The CEO of Entrust said his company has made sweeping organisational changes in the wake of Google’s bombshell decision to block sites using its certificates – saying “we are committed to improvement” going forward.
Entrust CEO Todd Wilkinson made the comments after Google said Entrust’s “publicly disclosed incident reports highlighted a pattern of concerning behaviors by Entrust that… eroded confidence in its competence, reliability, and integrity as a publicly-trusted CA Owner.”
Chrome will block sites using certificates issued by Entrust from November 1, 2024 onwards, it said to industry consternation last week.
But Entrust said it can continue to serve customers: “All Entrust TLS certificates issued through October 31, 2024, will be trusted by default by Google through their expiration date. After October 31, we will have the operational capabilities to serve customers’ certificate needs, with alternative or even partner roots if necessary” Wilkinson wrote on July 1.
Wilkinson added, controversially, that the certificate “mis-issuance” incidents at the heart of Google and Mozilla’s concerns (as expressed robustly to it via industry forums) had stemmed from “misinterpretation we made of CA/Browser Forum compliance requirements.”

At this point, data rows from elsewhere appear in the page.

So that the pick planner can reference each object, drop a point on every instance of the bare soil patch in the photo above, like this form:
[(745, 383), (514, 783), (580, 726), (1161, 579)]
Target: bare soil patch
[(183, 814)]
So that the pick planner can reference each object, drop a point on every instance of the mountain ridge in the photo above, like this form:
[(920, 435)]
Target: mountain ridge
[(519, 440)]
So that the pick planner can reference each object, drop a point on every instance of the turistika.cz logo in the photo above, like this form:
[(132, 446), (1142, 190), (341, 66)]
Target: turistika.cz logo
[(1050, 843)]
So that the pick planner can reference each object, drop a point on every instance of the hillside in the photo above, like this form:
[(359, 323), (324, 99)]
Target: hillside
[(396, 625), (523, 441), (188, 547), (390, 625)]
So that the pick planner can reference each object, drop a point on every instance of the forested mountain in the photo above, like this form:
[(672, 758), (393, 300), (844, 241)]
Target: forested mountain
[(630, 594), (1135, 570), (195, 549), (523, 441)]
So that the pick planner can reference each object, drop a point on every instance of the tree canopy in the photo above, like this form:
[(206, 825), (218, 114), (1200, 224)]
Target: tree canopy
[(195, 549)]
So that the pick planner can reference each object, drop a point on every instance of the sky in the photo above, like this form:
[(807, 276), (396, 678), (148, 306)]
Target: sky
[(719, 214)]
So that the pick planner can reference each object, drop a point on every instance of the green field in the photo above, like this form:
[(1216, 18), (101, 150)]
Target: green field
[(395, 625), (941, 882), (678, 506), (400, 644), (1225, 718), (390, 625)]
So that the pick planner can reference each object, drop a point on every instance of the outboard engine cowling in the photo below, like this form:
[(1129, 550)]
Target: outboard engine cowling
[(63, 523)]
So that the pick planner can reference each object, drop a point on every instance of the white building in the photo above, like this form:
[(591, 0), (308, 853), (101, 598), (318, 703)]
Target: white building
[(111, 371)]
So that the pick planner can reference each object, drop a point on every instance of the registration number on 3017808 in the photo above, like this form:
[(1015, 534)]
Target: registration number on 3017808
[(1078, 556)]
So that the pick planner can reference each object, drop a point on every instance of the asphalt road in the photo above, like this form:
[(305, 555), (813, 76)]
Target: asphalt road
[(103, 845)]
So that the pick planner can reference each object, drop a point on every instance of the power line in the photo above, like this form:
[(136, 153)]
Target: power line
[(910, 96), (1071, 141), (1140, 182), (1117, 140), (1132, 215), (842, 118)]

Several public bug reports visible via CA/B forums show Entrust’s own staff admitting to “human error, and insufficient process governance” as the cause of mis-issuance incidents as well as acknowledging that they failed to notify Apple and Microsoft Root Program teams of incidents.
Entrust has now “made changes in our organization, processes, and policies. For example, we have moved the CA product compliance team into our global compliance and operations teams to fully leverage the more robust capabilities of this larger organization” Wilkinson wrote.
“We have instituted a cross-functional change control board and a technical change review board to catch similar issues in the future.
“We are accelerating R&D for TLS certificate compliance and automation-related work while also improving the tracking of our public commitments and revising our public incident response practices to ensure such issues do not occur again,” the CEO wrote early this week. (Blog. FAQs)
“We respectfully ask for your patience as we work to ensure that you have no disruptions to the service you have come to expect from Entrust.”
Privately held Entrust reports revenues of close to $1 billion annually and approximately 10,000 customers globally including banks and governments. It is among the world’s largest digital certificate providers and also offers identity and cryptographic key management software.